I was officially diagnosed with Parkinson’s disease on October 29, 2012. These are my thoughts on Parkinson's and a variety of subjects.

19 thoughts on “In The Heart Of The Night”

  1. First let me say that I love the song, “Heart of the night” so have just enjoyed that.
    You write about your roots, your place of birth, New Orleans- Crescent city.
    I always used to think of it as a city of music but I feel there are darker sides to it from your writing.
    I love this extract ” The pipe organ playing Bach while someone is blowing a horn in Pirates Alley, ” . That shows the strong diversity. And the mighty river. Slow and majestic.
    I believe those places make their home in our hearts as you saw on my blog post a couple of days ago where I oddly wrote on the same subject. Just not the same place.:)
    miriam

    Liked by 1 person

    1. Thanks, Miriam, Yes, NewOrleans is a culture of music but so much more. My post is just a reflection on scenes from my own orbit of growing up. I’ve been gone so long that now i see it with eyes wide open and I appreciate my roots so much more.

      Liked by 2 people

  2. A beautiful image of the night. New Orleans. I remember driving past it across Lake Pontchartrain and thinking of this song. It was on a night in mid-November I finally visited the city.
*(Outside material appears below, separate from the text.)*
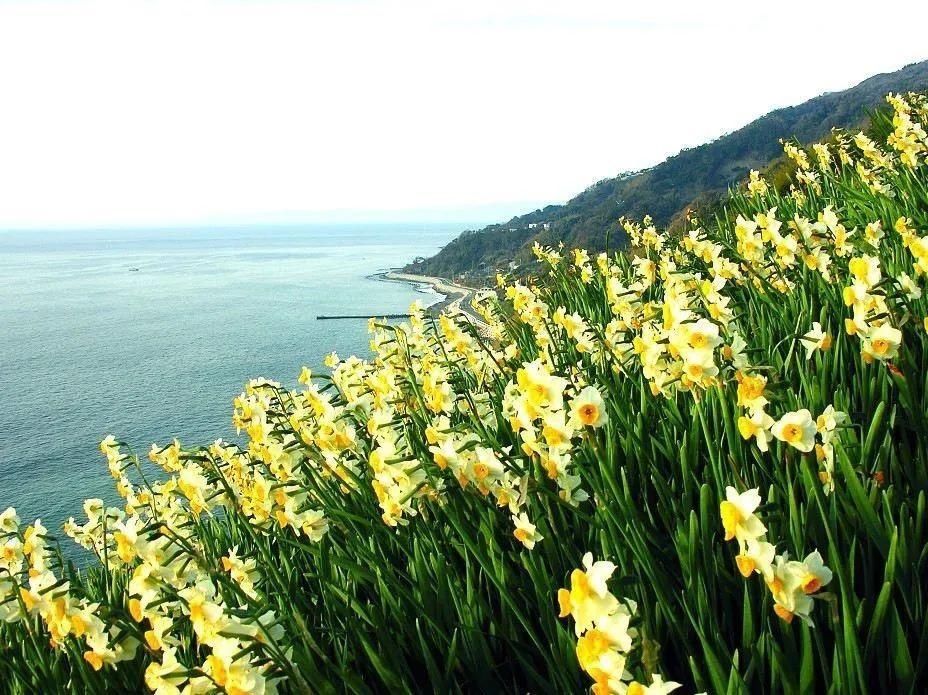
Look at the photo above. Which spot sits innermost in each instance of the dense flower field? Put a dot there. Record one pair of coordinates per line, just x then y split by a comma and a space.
701, 465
Peering in the window of the Preservation Jazz Hall, a tiny storefront then—three old guys on banjo clarinet and drums tapping away in ragtime. Later, hiding in an alley from the young kid trying to traffic me to his friends at one of the gay clubs. He went running past calling out “Pablo! Pablo!” as I quickly ducked out of the Quarter.

    Liked by 1 person

  3. Beautiful images throughout JC, both penned by you and created naturally and by man into a city. New Orleans is my favorite US city, and you are one of my fav bloggers, so this post brings me much joy 🙂

    Liked by 1 person

  4. I’ve been to New Orleans once, and I remember the sticky heat. I’ll never forget it… as if it hasn’t really left me. Once you visit New Orleans, it forever clings. I can see what you mean, JC. You’ve described the city at night so perfectly, that it’s quite tangible to me. I feel as if we’ve walked down those streets together. Stunning piece. I never knew it was your home city.

    Liked by 1 person

    1. You describe it perfectly, like the thick air that clings to you, so does the city and your never the same. New Orleans is what’s called a ‘thin place’ meaning there’s a thin line between this world and the next one. So yes maybe we did walk those streets in another time and place. Kinda spooky!

      Liked by 1 person

      1. Thats wild! Some astrophysics believe this might be happening right now. And even more the people in our lives in this parallel universe will be in the next one but there roles will change… your mother will be your sister and you will wonder why she bosses you around all the time. And you and I could be in that universe reading Baudelaire and Poe while walking up St. Charles Ave. And in this life, we’re two bloggers and by coincidence we discover that we both like Baudelaire and Poe. That is very cool.